Kino URANIA w Wiedniu

"Body/Ciało", to film, który przyniósł Małgorzacie Szumowskiej prestiżowego Srebrnego Niedźwiedzia dla najlepszego reżysera Międzynarodowego Festiwalu Filmowego w Berlinie.

„Jestem reżyserem, ale i kobietą. To jest super kombinacja” – powiedziała Małgorzata Szumowska, odbierając Srebrnego Niedźwiedzia dla najlepszego reżysera za film "BODY/CIAŁO". Tym samym przeszła do historii jako pierwsza Polka, nagrodzona prestiżowym wyróżnieniem MFF Berlinale. W całej 65-letniej historii imprezy statuetkę za reżyserię otrzymało tylko dwóch krajowych twórców – Roman Polański za anglojęzycznego "Autora Widmo" i Krzysztof Kieślowski za film "Biały".
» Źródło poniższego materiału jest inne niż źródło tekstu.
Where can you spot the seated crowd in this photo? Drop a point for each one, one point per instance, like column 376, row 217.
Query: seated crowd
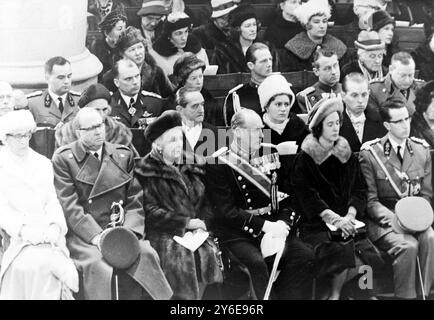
column 315, row 184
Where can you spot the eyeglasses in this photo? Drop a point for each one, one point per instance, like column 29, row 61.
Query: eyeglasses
column 20, row 136
column 97, row 126
column 402, row 121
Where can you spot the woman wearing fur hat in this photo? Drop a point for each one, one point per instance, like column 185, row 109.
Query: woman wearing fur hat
column 132, row 46
column 422, row 122
column 174, row 202
column 314, row 16
column 104, row 48
column 329, row 188
column 230, row 56
column 188, row 72
column 174, row 40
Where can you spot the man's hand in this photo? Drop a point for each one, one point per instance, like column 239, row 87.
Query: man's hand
column 278, row 229
column 194, row 224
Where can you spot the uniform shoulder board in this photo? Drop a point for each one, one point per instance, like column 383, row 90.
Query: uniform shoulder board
column 74, row 93
column 151, row 94
column 369, row 143
column 420, row 141
column 306, row 91
column 34, row 94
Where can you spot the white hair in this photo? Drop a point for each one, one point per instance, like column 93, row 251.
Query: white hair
column 15, row 122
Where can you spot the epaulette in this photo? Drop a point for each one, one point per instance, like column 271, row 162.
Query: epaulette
column 369, row 143
column 306, row 91
column 151, row 94
column 34, row 94
column 420, row 141
column 74, row 93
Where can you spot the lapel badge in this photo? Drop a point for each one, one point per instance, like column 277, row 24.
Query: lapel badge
column 132, row 111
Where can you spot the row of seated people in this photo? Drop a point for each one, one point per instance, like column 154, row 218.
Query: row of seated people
column 223, row 42
column 235, row 215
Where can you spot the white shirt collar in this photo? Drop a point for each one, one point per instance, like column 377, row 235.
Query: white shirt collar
column 395, row 145
column 128, row 98
column 55, row 97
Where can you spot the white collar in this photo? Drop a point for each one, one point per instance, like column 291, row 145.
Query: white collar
column 55, row 97
column 128, row 98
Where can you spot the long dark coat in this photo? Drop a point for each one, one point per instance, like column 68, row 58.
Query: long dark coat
column 86, row 189
column 171, row 198
column 321, row 181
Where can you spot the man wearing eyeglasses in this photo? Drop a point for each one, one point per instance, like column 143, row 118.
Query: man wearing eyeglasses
column 89, row 175
column 391, row 164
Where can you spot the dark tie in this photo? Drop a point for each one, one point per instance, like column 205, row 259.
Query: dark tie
column 60, row 105
column 399, row 154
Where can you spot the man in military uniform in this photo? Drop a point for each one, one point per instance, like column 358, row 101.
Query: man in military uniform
column 133, row 107
column 326, row 68
column 245, row 210
column 394, row 167
column 260, row 64
column 58, row 104
column 399, row 82
column 89, row 175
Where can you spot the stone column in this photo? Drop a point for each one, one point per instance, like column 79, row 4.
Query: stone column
column 33, row 31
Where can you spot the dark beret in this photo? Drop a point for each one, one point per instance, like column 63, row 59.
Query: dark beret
column 167, row 120
column 93, row 92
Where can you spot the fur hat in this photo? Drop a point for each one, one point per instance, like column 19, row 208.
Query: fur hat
column 16, row 121
column 130, row 37
column 241, row 14
column 312, row 8
column 323, row 108
column 156, row 7
column 221, row 7
column 274, row 84
column 110, row 20
column 369, row 41
column 184, row 65
column 167, row 120
column 379, row 19
column 176, row 21
column 93, row 92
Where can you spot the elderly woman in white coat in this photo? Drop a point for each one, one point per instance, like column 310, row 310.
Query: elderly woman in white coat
column 36, row 263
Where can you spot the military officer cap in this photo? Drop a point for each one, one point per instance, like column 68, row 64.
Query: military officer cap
column 167, row 120
column 93, row 92
column 409, row 220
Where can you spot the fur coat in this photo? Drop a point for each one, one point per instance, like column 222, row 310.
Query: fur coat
column 173, row 196
column 300, row 50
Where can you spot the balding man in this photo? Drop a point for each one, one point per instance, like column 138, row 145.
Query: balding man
column 133, row 107
column 89, row 175
column 240, row 195
column 6, row 98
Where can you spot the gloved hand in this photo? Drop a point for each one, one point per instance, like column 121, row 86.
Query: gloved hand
column 347, row 226
column 32, row 234
column 278, row 229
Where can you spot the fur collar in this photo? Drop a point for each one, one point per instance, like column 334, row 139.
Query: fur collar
column 166, row 49
column 152, row 166
column 304, row 48
column 319, row 154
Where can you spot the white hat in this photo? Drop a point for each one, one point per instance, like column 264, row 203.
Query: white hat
column 312, row 8
column 221, row 7
column 274, row 84
column 16, row 121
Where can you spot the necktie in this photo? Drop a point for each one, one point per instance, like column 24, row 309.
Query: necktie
column 399, row 154
column 60, row 105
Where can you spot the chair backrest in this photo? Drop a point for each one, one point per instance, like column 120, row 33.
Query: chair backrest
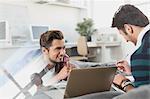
column 82, row 47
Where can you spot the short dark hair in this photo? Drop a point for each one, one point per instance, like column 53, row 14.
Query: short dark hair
column 129, row 14
column 47, row 38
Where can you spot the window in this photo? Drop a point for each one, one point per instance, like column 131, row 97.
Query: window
column 4, row 31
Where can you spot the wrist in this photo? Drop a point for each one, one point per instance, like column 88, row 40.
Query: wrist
column 126, row 83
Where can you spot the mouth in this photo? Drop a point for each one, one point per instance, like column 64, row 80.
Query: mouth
column 61, row 59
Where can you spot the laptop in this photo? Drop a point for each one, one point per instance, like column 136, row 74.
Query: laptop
column 89, row 80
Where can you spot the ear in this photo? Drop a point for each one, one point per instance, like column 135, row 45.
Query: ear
column 128, row 29
column 44, row 51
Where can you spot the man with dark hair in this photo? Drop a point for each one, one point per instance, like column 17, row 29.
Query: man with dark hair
column 134, row 26
column 53, row 49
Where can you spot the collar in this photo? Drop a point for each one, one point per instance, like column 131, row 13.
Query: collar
column 141, row 35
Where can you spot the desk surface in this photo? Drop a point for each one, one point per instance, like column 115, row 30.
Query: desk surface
column 95, row 44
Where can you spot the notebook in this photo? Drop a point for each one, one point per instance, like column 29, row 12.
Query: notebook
column 89, row 80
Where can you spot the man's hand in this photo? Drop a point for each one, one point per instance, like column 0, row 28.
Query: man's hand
column 65, row 71
column 124, row 66
column 118, row 79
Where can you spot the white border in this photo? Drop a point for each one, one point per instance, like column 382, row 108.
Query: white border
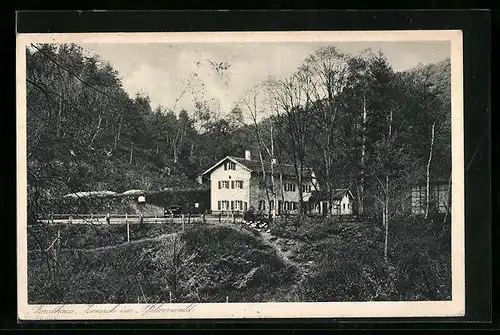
column 455, row 307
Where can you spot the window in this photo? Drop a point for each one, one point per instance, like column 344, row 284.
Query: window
column 306, row 188
column 440, row 197
column 418, row 199
column 229, row 166
column 224, row 205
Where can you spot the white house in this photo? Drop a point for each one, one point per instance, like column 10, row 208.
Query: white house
column 236, row 184
column 342, row 202
column 439, row 195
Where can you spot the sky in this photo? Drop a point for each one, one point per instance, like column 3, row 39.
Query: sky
column 165, row 71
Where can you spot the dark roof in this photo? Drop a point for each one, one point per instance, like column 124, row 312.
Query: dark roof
column 284, row 169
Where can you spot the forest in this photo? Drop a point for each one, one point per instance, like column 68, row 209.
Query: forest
column 356, row 120
column 352, row 118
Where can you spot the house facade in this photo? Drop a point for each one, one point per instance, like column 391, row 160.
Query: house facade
column 439, row 194
column 342, row 202
column 237, row 184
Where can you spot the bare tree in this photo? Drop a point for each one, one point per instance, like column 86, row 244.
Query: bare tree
column 250, row 101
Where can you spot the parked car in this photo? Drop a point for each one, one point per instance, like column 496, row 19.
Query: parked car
column 173, row 210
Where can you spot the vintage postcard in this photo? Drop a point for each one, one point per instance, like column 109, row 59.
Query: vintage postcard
column 309, row 174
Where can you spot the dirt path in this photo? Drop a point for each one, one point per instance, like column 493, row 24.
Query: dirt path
column 274, row 242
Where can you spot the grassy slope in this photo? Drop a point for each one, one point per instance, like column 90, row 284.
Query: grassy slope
column 348, row 264
column 223, row 262
column 341, row 262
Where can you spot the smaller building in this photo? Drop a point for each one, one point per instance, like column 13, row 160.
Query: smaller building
column 342, row 202
column 439, row 194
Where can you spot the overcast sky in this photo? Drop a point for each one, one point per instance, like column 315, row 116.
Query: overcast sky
column 162, row 71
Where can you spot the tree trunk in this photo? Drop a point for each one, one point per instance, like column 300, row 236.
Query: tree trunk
column 131, row 154
column 363, row 153
column 273, row 185
column 97, row 130
column 386, row 218
column 427, row 176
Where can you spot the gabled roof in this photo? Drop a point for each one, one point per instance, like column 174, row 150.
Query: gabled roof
column 256, row 167
column 210, row 169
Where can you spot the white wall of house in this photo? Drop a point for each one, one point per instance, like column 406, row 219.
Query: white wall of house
column 346, row 205
column 287, row 194
column 236, row 194
column 339, row 207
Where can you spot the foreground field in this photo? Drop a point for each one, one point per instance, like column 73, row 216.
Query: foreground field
column 318, row 261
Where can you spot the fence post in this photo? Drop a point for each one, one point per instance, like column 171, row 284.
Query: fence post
column 128, row 228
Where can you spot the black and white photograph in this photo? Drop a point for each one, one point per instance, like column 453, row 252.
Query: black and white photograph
column 245, row 175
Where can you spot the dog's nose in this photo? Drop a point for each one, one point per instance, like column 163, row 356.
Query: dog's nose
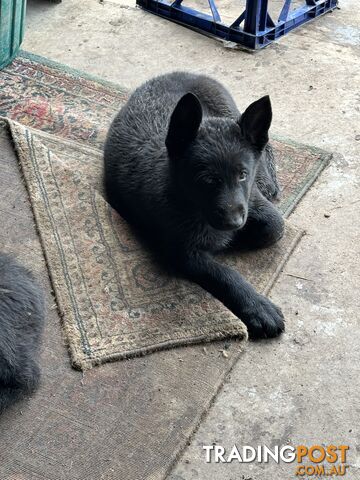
column 237, row 220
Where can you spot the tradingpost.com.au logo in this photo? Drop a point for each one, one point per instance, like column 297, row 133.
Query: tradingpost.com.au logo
column 315, row 460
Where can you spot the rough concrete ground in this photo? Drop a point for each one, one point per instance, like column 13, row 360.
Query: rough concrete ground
column 304, row 387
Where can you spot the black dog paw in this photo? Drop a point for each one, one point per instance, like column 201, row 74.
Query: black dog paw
column 264, row 319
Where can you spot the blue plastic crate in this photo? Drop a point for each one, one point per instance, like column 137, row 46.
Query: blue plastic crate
column 254, row 28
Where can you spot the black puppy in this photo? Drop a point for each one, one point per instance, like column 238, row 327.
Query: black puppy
column 192, row 174
column 21, row 325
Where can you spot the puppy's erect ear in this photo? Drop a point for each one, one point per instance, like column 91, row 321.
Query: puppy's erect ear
column 184, row 124
column 255, row 122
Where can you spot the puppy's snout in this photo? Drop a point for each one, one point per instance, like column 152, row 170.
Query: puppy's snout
column 233, row 217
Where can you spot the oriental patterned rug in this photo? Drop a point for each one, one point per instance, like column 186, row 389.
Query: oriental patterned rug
column 114, row 300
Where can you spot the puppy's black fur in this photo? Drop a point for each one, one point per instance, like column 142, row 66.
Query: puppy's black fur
column 21, row 325
column 195, row 177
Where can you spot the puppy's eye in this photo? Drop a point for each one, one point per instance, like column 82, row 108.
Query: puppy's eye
column 213, row 180
column 242, row 176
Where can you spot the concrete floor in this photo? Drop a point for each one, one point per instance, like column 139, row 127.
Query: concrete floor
column 303, row 388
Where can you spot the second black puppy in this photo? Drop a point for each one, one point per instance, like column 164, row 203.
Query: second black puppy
column 192, row 174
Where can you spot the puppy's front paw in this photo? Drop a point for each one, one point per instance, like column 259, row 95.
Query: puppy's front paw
column 263, row 319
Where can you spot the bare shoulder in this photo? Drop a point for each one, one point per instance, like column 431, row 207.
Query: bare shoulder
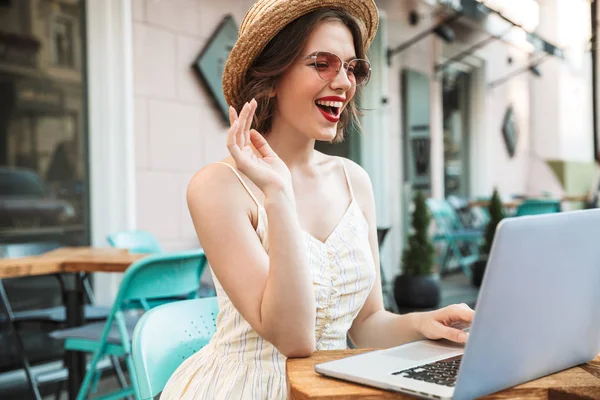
column 216, row 187
column 359, row 178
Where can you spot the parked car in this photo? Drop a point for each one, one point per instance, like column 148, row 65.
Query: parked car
column 28, row 207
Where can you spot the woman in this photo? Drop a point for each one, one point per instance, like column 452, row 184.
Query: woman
column 290, row 232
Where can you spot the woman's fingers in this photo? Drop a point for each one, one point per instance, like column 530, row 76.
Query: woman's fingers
column 453, row 334
column 232, row 115
column 460, row 312
column 232, row 144
column 253, row 104
column 260, row 144
column 241, row 139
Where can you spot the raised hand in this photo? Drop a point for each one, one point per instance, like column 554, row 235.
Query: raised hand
column 253, row 155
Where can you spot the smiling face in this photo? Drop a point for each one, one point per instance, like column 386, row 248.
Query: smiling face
column 305, row 102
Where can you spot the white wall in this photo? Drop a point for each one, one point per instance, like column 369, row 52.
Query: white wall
column 177, row 129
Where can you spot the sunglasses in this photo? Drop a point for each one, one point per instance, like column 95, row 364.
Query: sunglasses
column 328, row 66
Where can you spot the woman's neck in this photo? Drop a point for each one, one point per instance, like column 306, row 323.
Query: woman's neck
column 294, row 148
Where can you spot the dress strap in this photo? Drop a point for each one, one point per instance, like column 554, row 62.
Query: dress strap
column 347, row 177
column 243, row 183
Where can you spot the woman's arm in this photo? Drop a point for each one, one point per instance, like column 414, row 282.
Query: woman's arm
column 274, row 291
column 374, row 327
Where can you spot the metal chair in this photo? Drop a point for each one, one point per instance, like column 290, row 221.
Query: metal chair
column 460, row 243
column 52, row 317
column 166, row 336
column 154, row 277
column 538, row 206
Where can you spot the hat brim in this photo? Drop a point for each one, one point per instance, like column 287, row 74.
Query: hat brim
column 267, row 18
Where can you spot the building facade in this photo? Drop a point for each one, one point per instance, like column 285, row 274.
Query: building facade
column 482, row 120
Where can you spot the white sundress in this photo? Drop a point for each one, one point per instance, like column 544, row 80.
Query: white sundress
column 239, row 364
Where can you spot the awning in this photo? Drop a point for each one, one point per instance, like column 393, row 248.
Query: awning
column 497, row 18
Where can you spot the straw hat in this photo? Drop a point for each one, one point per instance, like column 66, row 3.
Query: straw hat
column 266, row 18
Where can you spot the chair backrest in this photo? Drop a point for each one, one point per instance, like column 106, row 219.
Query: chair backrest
column 538, row 206
column 162, row 275
column 444, row 215
column 135, row 241
column 167, row 335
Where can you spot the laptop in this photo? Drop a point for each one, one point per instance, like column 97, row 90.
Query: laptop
column 538, row 312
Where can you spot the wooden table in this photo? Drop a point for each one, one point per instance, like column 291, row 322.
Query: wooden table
column 71, row 262
column 582, row 382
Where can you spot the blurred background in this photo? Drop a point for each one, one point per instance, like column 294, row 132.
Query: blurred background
column 108, row 107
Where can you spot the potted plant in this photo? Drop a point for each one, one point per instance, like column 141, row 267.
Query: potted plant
column 418, row 286
column 496, row 213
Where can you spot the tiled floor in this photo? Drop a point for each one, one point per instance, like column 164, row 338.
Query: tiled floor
column 456, row 288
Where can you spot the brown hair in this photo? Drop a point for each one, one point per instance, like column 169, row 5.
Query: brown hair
column 281, row 53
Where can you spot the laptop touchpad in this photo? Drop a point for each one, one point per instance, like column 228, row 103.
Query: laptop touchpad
column 422, row 351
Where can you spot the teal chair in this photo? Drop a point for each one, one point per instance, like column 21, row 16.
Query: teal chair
column 154, row 277
column 538, row 206
column 135, row 241
column 166, row 336
column 459, row 243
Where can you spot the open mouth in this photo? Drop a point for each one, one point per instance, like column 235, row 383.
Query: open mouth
column 330, row 109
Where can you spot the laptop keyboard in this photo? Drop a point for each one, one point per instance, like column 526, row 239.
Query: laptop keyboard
column 442, row 372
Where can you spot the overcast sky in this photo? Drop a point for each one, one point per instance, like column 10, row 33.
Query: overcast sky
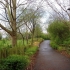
column 48, row 11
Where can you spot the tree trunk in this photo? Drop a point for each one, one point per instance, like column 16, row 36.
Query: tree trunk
column 14, row 40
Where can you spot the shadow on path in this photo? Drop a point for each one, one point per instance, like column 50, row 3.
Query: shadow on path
column 48, row 59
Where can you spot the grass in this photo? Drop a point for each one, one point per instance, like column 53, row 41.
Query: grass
column 6, row 50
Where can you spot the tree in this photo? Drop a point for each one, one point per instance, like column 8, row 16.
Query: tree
column 38, row 31
column 59, row 30
column 60, row 7
column 30, row 19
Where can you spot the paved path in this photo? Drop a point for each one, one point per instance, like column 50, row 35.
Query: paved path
column 48, row 59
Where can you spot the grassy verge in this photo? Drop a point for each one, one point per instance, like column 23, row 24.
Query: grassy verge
column 18, row 56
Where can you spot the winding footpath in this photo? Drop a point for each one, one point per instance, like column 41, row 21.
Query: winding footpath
column 48, row 59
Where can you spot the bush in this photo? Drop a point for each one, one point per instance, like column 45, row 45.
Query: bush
column 54, row 45
column 16, row 62
column 31, row 51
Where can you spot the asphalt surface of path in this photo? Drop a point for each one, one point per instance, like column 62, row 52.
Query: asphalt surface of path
column 48, row 59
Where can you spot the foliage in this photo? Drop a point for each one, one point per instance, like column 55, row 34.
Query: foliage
column 38, row 31
column 45, row 36
column 59, row 31
column 16, row 62
column 54, row 45
column 31, row 51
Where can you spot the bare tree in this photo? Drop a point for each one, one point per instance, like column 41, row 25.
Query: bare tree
column 60, row 7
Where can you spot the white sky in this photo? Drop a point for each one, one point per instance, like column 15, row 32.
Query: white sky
column 64, row 3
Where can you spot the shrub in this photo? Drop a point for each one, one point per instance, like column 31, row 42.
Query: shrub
column 32, row 50
column 16, row 62
column 54, row 45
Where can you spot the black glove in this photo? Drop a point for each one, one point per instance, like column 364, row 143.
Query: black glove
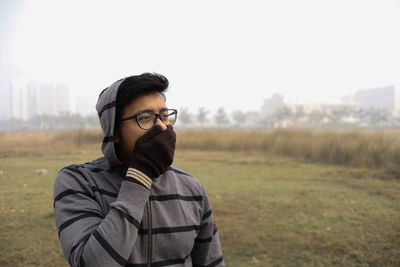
column 152, row 155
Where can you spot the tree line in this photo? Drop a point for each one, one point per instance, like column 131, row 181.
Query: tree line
column 285, row 117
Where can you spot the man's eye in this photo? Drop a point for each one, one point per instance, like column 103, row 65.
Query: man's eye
column 144, row 118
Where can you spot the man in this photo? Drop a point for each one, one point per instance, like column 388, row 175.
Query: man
column 132, row 207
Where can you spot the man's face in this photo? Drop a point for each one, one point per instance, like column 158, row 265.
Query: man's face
column 130, row 130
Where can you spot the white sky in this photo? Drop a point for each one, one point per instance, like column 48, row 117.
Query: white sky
column 232, row 54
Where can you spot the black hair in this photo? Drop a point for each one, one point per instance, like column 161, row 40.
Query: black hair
column 134, row 86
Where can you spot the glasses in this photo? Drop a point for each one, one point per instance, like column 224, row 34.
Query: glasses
column 147, row 119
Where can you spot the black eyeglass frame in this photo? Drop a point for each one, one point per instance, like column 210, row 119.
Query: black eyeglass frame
column 157, row 115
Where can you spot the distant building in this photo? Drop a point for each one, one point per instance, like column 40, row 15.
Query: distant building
column 29, row 99
column 379, row 98
column 271, row 105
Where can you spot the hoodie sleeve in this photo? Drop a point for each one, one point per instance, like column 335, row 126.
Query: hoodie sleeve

Krytycy pod wrażeniem filmu "BODY/CIAŁO"

„Fantastyczny”, „poruszający”, „wybitny”, „najbardziej udany film reżyserki” – międzynarodowi krytycy pod wrażeniem „BODY/CIAŁO” Małgorzaty Szumowskiej, po światowej premierze filmu w ramach Konkursu Głównego 65. MFF Berlinale. 9 stycznia w ramach Konkursu Głównego 65. MFF Berlinale.

Najszybciej na pokaz „BODY/CIAŁO” Szumowskiej zareagował Twitter.

„Śmiały, nieprzewidywalny, poruszający, intensywny” — tak na swoim profilu ocenił film Karel Och, dyrektor artystyczny festiwalu w Karlowych Warach. „Ta opowieść o życiu i śmierci momentami przypomina wczesne obrazy Krzysztofa Kieślowskiego" — donosił ceniony brytyjski krytyk Peter Yeung. A kolejne, pojawiające się w sieci publikacje nie pozostawiały złudzeń, że mamy do czynienia z „najlepszym, najbardziej spełnionym filmem Małgorzaty Szumowskiej” („Newsweek”), która wyrasta na jedną z ważniejszych europejskich autorek” („Polityka”).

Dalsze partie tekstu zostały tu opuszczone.